Python tracks time in seconds since January 1, 1970 (Epoch time).

				
					import time
print(time.time())

				
			

Output:

				
					1720154981.6328802

				
			

This number is known as a tick—a floating point value counting seconds since the epoch.

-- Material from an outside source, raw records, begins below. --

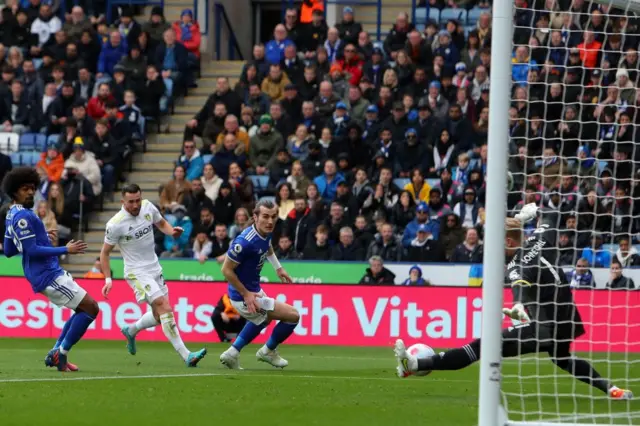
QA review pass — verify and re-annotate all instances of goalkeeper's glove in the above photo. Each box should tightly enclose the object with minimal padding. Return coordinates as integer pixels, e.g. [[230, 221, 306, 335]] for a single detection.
[[502, 303, 531, 322], [515, 203, 538, 223]]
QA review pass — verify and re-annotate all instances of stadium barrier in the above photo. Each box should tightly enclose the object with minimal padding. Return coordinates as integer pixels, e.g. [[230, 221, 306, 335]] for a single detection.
[[0, 278, 640, 353], [0, 256, 640, 288]]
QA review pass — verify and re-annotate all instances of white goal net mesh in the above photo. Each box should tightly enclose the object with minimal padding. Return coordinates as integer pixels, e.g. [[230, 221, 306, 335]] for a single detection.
[[500, 0, 640, 425]]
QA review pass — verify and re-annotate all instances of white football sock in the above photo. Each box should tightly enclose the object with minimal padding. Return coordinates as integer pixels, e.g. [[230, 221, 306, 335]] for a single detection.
[[129, 311, 158, 337], [160, 312, 189, 361]]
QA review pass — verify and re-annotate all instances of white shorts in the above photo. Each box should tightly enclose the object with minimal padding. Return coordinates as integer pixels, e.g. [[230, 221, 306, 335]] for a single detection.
[[125, 269, 169, 304], [231, 290, 276, 325], [41, 271, 87, 311]]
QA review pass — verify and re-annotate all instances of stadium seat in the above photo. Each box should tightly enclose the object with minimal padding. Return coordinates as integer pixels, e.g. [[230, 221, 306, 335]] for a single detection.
[[466, 7, 488, 27], [249, 175, 269, 192], [393, 178, 411, 189], [47, 135, 60, 145], [20, 133, 36, 152], [0, 132, 20, 155], [440, 8, 467, 25]]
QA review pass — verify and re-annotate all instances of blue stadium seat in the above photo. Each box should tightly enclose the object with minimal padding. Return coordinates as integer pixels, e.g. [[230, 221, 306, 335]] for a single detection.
[[20, 133, 36, 152], [393, 178, 411, 189], [10, 152, 22, 167], [440, 8, 467, 25], [36, 133, 47, 151], [249, 175, 269, 192], [47, 135, 60, 145], [466, 7, 480, 26]]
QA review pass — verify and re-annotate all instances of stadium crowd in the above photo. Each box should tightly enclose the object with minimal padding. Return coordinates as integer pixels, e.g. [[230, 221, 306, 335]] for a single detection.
[[0, 0, 640, 286], [0, 0, 200, 248]]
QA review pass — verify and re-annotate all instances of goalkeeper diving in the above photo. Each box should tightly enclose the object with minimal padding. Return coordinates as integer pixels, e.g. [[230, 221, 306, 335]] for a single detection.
[[394, 204, 633, 400]]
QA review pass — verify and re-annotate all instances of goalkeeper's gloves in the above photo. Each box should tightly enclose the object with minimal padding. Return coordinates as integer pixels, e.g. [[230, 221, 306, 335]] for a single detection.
[[515, 203, 538, 223], [502, 303, 531, 322]]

Human-Readable Time with time.ctime()

To see the current time in a readable format:

				
					import time
print(time.ctime())


				
			

Output:

				
					Fri Jul 05 14:29:41 2025

				
			

time.sleep(): Pause the Code

You can pause the program for a few seconds using sleep():

				
					import time
print("Wait for 3 seconds...")
time.sleep(3)
print("Done waiting!")

				
			

Output:

				
					Wait for 3 seconds...
Done waiting!

				
			

Working with struct_time

Python represents time as a struct_time object with 9 fields:

IndexFieldExampleDescription
0tm_year2025Year
1tm_mon7Month (1–12)
2tm_mday5Day of the month
3tm_hour14Hour (0–23)
4tm_min29Minute (0–59)
5tm_sec41Second (0–61)
6tm_wday5Day of week (Mon=0)
7tm_yday186Day of year (1–366)
8tm_isdst0Daylight Saving Time

Local Time – time.localtime()

Returns the local time in struct_time form.

				
					import time
print(time.localtime(1720154981.6328802))


				
			

Output:

				
					time.struct_time(tm_year=2025, tm_mon=7, tm_mday=5, tm_hour=14, tm_min=29, tm_sec=41, tm_wday=5, tm_yday=186, tm_isdst=0)

				
			

UTC Time – time.gmtime()

Returns UTC time (not your local time):

				
					import time
print(time.gmtime(1720154981.6328802))

				
			

Output:

				
					time.struct_time(tm_year=2025, tm_mon=7, tm_mday=5, tm_hour=9, tm_min=29, tm_sec=41, tm_wday=5, tm_yday=186, tm_isdst=0)

				
			

time.mktime(): Convert to Epoch Time

Converts a local struct_time to ticks (seconds since epoch):

				
					import time
my_time = (2025, 7, 5, 14, 0, 0, 5, 186, 0)
print(time.mktime(my_time))

				
			

Output:

				
					1720154400.0

				
			

time.asctime(): struct_time → String

Converts a struct_time to a string format:

				
					import time
my_time = (2025, 7, 5, 14, 0, 0, 5, 186, 0)
print(time.asctime(my_time))

				
			

Output:

				
					Sat Jul  5 14:00:00 2025

				
			

time.strptime(): String → struct_time

Parses a date string into a struct_time:

				
					import time
date_str = "5 July, 2025"
print(time.strptime(date_str, "%d %B, %Y"))

				
			

Output:

				
					time.struct_time(tm_year=2025, tm_mon=7, tm_mday=5, tm_hour=0, tm_min=0, tm_sec=0, tm_wday=5, tm_yday=186, tm_isdst=-1)

				
			

Calendar Module

Want to print a calendar for a full month?

				
					import calendar
print(calendar.month(2025, 7))

				
			

Output:

				
					     July 2025
Mo Tu We Th Fr Sa Su
    1  2  3  4  5  6
 7  8  9 10 11 12 13
14 15 16 17 18 19 20
21 22 23 24 25 26 27
28 29 30 31

				
			

Summary

  • Use the time module to get and format current or specific time.

  • Use calendar to generate and display calendar views.

  • You can convert between timestamps, human-readable formats, and structured time formats.

Keep this lesson in your toolbox—you’ll need it often when working with logs, delays, or time tracking in Python projects.